Perhaps most extraordinary about the song which sums up the sorry state of the music industry in the 21st century better than any other is how early in the new millennium it arrived. Gillian Welch’s Everything Is Free was released on the Nashville country-folk singer’s defining album Time (The Revelator) in July 2001. Coincidentally the same month in which Napster was shut down for copyright infringement, having spectacularly let the genie out of the bottle insofar as MP3 sharing, the collapse of physical sales and the devaluation of recorded music in the digital era goes.
Listening to it today, at a time when Covid-19 has wrecked live touring – the only dependable source of income most full-time musicians had left when streaming still pays a pittance – Welch’s angry lament for the slow demise of professional songcraft sounds near mystically prescient, and more hauntingly sad than ever. Little wonder it resonates strongly with a new generation of musicians from Phoebe Bridgers and Courtney Barnett to Father John Misty and Conor Oberst, all of whom have covered Everything Is Free.
“Everything is free now, that’s what they say,” Welch begins plaintively over softly picked chords, “everything I ever done, gonna give it away.” She ponders if she might not need go back to singing for tips in a bar, or even get a straight job (“I done it before”), eventually consoling herself with the thought that at least nobody can take away the private joy of singing to herself.

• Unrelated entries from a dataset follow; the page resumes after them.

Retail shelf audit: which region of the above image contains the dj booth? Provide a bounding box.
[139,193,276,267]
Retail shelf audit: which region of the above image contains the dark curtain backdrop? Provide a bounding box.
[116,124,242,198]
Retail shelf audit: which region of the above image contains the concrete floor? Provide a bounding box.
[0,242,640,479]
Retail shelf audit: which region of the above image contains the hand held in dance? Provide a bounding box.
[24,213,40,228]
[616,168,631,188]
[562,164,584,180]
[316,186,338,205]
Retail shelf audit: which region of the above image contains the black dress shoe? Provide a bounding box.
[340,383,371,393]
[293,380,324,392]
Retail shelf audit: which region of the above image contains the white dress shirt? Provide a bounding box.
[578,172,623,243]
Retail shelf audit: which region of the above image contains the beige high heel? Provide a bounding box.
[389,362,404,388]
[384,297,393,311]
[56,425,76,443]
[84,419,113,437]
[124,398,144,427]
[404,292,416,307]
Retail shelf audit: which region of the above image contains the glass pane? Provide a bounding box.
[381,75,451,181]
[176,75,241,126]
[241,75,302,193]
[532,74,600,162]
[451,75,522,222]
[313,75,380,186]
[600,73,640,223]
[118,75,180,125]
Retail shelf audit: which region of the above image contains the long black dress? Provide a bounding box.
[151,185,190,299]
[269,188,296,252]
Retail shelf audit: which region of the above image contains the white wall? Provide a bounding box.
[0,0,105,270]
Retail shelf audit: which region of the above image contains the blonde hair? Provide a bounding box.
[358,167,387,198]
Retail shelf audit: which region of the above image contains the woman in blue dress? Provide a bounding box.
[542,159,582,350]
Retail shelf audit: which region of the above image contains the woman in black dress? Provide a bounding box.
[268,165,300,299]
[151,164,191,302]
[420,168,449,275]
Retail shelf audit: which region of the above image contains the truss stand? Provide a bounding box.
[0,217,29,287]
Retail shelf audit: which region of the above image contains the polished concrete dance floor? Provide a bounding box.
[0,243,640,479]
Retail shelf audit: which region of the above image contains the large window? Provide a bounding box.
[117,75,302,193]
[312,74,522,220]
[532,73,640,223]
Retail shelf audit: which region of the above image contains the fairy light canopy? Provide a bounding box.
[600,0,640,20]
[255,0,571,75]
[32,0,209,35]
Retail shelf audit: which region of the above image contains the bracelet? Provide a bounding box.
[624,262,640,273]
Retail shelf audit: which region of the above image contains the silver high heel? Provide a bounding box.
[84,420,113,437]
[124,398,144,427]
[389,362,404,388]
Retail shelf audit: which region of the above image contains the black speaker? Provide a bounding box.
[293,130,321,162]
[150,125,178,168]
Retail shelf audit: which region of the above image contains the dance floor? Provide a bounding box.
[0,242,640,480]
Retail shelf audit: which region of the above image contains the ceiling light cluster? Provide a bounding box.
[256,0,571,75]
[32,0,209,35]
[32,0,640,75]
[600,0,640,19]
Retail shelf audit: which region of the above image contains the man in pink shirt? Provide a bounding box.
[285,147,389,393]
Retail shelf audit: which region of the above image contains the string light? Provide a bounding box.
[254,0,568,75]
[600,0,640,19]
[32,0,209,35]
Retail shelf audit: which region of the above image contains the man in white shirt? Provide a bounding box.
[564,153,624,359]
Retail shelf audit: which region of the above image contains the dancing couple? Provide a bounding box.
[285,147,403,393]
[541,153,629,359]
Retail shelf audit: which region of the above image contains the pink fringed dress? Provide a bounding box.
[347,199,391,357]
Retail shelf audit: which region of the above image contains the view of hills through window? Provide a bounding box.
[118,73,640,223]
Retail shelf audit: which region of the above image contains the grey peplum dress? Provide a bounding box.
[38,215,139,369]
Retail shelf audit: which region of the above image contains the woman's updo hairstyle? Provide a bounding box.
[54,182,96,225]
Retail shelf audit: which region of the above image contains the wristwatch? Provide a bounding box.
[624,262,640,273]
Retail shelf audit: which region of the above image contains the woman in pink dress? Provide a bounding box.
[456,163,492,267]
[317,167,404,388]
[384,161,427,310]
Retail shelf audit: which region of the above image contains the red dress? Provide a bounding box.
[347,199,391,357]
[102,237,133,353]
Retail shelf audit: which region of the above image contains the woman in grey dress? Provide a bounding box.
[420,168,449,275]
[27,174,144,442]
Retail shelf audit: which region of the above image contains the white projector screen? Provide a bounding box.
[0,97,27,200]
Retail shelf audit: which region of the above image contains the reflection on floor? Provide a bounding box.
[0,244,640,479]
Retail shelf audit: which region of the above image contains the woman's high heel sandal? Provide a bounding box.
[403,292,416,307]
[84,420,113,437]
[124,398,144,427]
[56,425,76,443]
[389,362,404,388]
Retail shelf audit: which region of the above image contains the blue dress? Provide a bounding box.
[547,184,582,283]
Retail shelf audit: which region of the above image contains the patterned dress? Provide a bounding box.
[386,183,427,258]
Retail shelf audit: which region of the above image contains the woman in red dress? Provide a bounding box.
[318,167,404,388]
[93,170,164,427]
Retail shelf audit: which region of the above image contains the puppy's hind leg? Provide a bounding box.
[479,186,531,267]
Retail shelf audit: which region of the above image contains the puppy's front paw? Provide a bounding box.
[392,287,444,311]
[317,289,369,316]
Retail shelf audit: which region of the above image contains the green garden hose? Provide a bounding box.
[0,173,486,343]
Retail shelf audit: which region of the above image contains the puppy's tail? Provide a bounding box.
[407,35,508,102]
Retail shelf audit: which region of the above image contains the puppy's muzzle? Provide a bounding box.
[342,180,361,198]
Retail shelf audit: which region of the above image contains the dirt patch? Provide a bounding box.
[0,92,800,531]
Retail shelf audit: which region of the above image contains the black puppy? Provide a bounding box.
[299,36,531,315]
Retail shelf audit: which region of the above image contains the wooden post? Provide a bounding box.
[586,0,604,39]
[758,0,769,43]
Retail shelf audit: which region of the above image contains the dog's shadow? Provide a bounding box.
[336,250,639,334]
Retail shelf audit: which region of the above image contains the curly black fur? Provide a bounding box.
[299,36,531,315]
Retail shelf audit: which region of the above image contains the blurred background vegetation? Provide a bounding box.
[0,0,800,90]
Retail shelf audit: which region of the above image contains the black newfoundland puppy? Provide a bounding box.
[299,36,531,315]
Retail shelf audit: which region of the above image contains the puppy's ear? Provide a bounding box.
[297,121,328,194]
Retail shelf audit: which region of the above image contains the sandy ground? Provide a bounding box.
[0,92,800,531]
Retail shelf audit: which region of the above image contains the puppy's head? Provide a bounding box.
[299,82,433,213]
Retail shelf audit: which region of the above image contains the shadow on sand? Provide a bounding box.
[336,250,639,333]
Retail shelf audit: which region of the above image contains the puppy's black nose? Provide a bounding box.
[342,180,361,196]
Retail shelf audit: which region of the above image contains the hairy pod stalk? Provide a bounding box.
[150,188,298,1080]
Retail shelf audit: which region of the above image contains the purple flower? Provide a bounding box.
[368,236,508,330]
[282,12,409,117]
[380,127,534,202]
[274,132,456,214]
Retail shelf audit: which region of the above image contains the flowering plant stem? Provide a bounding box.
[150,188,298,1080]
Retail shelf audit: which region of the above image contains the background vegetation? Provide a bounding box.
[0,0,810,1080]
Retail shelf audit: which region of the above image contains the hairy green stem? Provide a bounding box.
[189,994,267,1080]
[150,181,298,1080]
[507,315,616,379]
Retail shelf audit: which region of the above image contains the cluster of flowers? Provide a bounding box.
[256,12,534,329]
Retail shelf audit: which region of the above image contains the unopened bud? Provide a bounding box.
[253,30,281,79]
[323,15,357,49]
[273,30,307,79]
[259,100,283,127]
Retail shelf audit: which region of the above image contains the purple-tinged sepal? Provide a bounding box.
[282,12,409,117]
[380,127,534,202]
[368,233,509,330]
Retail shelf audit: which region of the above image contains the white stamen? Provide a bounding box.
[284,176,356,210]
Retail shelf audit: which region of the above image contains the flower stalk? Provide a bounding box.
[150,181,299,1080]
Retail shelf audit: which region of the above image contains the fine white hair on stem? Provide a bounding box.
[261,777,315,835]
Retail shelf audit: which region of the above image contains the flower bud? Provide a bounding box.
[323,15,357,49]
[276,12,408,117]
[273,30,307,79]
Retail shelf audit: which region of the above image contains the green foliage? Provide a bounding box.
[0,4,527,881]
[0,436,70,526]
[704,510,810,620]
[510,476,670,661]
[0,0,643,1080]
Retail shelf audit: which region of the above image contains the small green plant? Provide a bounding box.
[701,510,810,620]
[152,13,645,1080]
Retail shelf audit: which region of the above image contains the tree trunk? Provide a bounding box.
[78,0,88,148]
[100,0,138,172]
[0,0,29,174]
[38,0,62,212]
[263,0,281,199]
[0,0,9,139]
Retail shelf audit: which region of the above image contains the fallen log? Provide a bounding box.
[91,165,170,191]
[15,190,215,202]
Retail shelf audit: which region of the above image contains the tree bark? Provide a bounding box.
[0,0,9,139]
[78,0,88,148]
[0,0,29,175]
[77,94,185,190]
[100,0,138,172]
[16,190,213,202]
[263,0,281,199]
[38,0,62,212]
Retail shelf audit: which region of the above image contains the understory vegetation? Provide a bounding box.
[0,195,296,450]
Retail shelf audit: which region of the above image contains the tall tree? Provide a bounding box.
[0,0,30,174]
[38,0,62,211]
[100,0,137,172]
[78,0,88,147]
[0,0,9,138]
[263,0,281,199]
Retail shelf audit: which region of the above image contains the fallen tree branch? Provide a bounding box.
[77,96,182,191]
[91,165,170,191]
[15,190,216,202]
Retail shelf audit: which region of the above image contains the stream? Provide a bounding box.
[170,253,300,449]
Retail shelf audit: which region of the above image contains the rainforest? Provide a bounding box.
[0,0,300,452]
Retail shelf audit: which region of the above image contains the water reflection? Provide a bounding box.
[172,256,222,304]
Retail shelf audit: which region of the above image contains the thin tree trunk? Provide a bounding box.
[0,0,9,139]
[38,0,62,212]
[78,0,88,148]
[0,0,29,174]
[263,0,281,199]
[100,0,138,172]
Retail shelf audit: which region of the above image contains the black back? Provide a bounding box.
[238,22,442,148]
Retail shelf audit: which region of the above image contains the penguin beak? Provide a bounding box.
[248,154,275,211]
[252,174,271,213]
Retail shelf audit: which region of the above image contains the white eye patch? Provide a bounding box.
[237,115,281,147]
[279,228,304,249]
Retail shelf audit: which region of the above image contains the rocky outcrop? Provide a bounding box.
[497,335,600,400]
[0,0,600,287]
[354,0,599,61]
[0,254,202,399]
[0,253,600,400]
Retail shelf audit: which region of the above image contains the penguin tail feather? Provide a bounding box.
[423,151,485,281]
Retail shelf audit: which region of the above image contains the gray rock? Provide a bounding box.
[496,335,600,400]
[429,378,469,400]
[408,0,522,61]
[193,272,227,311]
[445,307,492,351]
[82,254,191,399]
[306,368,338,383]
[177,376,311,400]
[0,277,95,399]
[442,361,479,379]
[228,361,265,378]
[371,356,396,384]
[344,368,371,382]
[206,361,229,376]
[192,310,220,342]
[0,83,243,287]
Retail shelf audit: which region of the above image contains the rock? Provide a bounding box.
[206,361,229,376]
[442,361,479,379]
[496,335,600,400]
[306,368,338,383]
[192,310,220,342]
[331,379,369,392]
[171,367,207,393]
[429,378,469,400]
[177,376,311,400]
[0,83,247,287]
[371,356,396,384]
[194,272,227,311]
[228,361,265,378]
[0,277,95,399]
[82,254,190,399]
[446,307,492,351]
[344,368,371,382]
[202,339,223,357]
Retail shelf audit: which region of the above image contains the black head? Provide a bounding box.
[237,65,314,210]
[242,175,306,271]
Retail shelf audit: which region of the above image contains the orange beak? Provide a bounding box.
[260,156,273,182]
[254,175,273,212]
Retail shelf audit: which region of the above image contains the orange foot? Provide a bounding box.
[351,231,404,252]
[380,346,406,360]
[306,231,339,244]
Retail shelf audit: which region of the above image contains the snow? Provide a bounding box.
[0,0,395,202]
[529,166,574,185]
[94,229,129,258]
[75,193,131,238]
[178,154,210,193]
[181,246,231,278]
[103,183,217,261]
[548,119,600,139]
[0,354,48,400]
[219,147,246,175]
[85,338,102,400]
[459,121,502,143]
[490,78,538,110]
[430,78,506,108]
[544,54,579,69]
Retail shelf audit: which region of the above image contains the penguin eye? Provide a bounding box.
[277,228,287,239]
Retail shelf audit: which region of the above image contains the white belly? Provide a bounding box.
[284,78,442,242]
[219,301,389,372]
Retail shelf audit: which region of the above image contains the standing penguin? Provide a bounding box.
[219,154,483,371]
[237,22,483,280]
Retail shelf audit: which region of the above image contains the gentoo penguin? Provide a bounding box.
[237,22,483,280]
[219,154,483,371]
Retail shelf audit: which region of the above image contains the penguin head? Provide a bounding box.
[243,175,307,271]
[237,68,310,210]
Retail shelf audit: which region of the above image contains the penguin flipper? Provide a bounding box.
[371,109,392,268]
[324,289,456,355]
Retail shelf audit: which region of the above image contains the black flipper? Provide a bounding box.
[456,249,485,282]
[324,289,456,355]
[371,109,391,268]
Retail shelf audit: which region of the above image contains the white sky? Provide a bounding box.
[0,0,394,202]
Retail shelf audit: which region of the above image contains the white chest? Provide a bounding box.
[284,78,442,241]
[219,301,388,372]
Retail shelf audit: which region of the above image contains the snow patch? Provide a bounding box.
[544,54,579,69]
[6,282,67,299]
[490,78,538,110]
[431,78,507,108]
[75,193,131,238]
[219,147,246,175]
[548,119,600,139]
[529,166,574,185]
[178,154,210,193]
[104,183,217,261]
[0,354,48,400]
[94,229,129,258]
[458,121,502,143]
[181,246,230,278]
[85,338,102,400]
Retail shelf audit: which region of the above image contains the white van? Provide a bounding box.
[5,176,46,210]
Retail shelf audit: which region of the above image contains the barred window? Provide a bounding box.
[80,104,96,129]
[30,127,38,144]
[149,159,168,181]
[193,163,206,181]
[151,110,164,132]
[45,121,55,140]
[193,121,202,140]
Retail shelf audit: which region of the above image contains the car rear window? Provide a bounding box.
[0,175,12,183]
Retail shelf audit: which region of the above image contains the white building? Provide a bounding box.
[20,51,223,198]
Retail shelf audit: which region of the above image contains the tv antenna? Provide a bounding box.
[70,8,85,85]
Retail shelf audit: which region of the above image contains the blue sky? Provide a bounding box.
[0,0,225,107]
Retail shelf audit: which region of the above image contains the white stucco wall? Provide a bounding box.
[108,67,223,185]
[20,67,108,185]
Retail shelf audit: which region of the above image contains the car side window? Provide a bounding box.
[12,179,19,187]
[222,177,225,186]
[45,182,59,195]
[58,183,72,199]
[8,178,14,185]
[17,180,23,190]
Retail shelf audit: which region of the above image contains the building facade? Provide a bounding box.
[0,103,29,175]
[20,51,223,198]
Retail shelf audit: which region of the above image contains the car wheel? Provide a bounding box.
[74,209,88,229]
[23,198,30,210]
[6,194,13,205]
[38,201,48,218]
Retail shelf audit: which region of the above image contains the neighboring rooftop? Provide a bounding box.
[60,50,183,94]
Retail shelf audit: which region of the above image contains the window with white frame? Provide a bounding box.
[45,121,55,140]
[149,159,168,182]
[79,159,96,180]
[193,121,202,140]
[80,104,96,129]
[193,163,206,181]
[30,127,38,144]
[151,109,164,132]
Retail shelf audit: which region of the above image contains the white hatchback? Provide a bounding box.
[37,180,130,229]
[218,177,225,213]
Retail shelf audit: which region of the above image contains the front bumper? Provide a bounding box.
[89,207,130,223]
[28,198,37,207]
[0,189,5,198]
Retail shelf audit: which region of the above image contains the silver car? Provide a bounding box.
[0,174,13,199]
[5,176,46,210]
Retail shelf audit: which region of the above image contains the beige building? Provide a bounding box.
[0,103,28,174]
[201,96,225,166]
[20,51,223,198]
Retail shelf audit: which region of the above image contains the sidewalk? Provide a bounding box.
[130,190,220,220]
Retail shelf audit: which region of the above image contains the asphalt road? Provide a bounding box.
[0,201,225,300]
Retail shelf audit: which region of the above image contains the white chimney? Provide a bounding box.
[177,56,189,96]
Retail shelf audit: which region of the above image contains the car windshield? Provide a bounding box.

“That song is like a lightning rod of white-hot anger,” explained Welch to Rolling Stone. “I want people to feel the robbery, the theft. I want them to understand all of our guilt and culpability in this situation.” Phoebe Bridgers injects added fury to her cover with an F-bomb and a long pregnant pause that switch the final verse into a seething excoriation of the freeloading listener. “If there’s something that you want to hear,” she spits, “fucking sing it yourself.”
The song has come to represent a howl of indignation against the entire culture of free that infects the musical ecosystem – an elegy for the boarding up of much-loved record shops and the shutdown of iconic magazines like Q. It’s the song I thought of recently when Spotify CEO Daniel Ek enraged many with glib comments about how it’s a “narrative fallacy” that his £38bn operation doesn’t pay musicians sufficiently (average fee per stream: £0.0004), instead blaming them for not pumping out material quickly enough, “creating a continuous engagement with their fans”. As if songwriters are merely mindless content creators and not artists whose work is hard wrought of human experience, emotions and aspirations?